Introduction.  The Diagnostic and Statistical Manual of Mental Disorders, 4th Ed., text revision (DSM-IV-TR) criteria for premature ejaculation (PE) have been criticized on multiple grounds including that the criteria lack precision, that the requirement of marked distress is inappropriate, and that the specification of etiological subtypes should be deleted. Since these criteria were originally adopted, there has been a tremendous gain in knowledge concerning PE.

Aim.  The goal of this manuscript is to review evidence relevant to diagnostic criteria for PE published since 1990.

Method.  Medline searches from 1990 forward were conducted using the terms PE, rapid ejaculation, ejaculatory disorder, and intravaginal ejaculatory latency. Early drafts of proposed alterations in diagnostic criteria were submitted to advisors.

Main Outcome Measure.  Expert opinion was based on review of evidence-based medical literature.

Results.  The literature search indicated possible alterations in diagnostic criteria for PE.

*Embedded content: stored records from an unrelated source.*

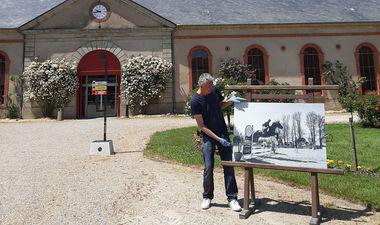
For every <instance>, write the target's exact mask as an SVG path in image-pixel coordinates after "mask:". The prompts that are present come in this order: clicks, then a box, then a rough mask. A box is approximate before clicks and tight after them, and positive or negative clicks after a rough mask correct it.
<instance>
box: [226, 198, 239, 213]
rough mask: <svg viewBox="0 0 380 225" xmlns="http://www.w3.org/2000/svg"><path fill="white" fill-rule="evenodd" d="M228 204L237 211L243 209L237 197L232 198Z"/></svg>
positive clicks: (232, 209)
mask: <svg viewBox="0 0 380 225" xmlns="http://www.w3.org/2000/svg"><path fill="white" fill-rule="evenodd" d="M228 205H229V206H230V208H231V209H232V210H233V211H235V212H240V211H241V207H240V205H239V202H238V201H236V200H235V199H233V200H231V201H230V202H229V203H228Z"/></svg>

Conclusions.  It is recommended that the Diagnostic and Statistical Manual committee adopt criteria similar to those adopted by the International Society of Sexual Medicine. It is proposed that lifelong PE in heterosexual men be defined as ejaculation occurring within approximately 1 minute of vaginal penetration on 75% of occasions for at least 6 months. Field trials will be necessary to determine if these criteria can be applied to acquired PE and whether analogous criteria can be applied to ejaculatory latencies in other sexual activities. Serious consideration should be given to changing the name from PE to rapid ejaculation. The subtypes indicating etiology should be eliminated. Segraves RT. Considerations for an evidence-based definition of premature ejaculation in the DSM-V. J Sex Med 2010;7:672–689.